Add one more thing to the list of worries for the world’s most indebted nation: weakening demand at its bond auctions.

While there’s no danger of the U.S. being unable to borrow as much as it needs, over the past two years, the drop-off has been unmistakable. Based on the number of bids that investors submitted versus the amount sold, average demand for 10-year notes has fallen to the lowest since October 2009.

Now for bond traders, there’s little in the data to suggest that weak auctions lead to losses in Treasuries, but it’s an early sign some investors are backing away from funding America’s obligations as U.S. budget deficits balloon and the Federal Reserve is raising interest rates. It’s a potentially toxic mix that could erode demand even more in the months ahead.

“There’s no good playbook, unfortunately,” said Thomas Simons, a money-market economist at Jefferies. “Treasury supply is further exacerbating what should be a natural move away from the market” as interest rates climb.

The yield on benchmark 10-year Treasuries has already risen around half a percentage point this year and was at 2.89 percent as of 7:30 a.m. Thursday in New York.

The government’s financing needs have already started to grow. As a result of the Trump administration’s tax cuts, the deficit is set to widen and reach almost $1 trillion next fiscal year. The shortfall is on top of the almost $21 trillion of debt the U.S. already owes, more than any other country. (Roughly 70 percent of that total is in the form of Treasuries.)

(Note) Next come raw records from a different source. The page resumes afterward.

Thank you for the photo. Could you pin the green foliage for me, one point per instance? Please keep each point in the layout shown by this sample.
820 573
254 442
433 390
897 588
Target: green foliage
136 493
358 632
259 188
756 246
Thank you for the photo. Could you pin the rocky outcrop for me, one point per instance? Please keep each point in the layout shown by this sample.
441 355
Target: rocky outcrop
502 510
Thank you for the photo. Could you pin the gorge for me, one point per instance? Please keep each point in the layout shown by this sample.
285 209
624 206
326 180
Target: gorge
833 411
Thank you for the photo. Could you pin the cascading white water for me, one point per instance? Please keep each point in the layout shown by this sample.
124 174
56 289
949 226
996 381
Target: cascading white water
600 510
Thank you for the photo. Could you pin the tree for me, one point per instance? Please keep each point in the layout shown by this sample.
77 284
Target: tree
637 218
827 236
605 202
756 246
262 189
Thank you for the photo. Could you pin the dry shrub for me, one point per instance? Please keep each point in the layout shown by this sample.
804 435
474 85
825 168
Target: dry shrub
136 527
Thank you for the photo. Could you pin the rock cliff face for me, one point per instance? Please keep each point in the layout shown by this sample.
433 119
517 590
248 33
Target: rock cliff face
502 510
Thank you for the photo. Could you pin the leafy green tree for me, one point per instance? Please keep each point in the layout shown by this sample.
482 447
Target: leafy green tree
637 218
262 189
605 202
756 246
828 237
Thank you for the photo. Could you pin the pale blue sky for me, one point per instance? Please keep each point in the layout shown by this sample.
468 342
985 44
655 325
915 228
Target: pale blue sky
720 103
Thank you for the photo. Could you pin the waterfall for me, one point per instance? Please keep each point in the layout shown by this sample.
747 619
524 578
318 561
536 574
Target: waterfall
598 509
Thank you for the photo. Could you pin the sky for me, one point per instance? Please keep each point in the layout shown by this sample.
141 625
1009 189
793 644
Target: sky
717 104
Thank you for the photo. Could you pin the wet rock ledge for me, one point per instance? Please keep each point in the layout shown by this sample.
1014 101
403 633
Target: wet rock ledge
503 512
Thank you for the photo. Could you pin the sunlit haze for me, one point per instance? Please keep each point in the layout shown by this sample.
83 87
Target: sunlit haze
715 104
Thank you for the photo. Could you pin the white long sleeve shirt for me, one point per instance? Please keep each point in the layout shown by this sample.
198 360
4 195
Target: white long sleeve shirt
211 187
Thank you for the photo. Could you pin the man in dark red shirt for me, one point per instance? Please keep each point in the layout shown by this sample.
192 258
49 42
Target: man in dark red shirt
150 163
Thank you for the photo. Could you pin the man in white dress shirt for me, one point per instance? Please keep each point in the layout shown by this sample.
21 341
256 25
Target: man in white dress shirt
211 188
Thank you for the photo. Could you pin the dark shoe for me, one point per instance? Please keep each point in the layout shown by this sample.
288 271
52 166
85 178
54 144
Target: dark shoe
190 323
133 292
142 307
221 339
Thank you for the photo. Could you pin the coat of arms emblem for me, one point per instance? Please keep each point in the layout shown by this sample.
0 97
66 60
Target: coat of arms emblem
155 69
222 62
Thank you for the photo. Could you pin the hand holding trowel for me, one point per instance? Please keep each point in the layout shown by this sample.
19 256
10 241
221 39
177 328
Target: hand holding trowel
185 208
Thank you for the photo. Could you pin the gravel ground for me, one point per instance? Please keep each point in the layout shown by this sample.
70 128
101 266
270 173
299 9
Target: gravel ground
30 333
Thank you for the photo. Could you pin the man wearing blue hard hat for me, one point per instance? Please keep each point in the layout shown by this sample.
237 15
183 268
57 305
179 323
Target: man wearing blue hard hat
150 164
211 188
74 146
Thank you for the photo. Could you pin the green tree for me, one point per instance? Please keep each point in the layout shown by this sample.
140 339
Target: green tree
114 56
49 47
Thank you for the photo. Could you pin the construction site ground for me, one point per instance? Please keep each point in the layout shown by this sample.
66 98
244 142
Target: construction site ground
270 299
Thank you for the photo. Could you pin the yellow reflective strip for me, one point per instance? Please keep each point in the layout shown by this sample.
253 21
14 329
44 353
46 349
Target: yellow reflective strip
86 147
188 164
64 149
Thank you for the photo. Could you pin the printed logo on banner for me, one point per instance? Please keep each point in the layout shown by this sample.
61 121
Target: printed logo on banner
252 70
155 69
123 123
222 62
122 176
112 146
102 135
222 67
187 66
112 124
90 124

Excluding short-term bills, the U.S. government plans to borrow $62 billion at debt auctions this week by offering Treasuries due in 3, 10 and 30 years. The total is about $6 billion more than auctions of the same maturities in January. The first batch of enlarged sales last month were “noticeably worse” by most measures, Simons said.

Economists have questioned the value of Trump’s debt-financed tax cuts this far into the post-crisis economic cycle, in part because the stimulus is a departure from prevailing theory and the norm in recent decades. Borrowing has tended to decrease when the Fed is raising rates, and vice versa.

And with Fed officials projecting three rate increases this year, the opposite is poised to happen in 2018.

In the past two years, the average bid-to-cover ratio for 10-year note auctions has fallen to 2.46, the lowest since the period encompassing the financial crisis. As recently as 2013, the two-year average was above 3.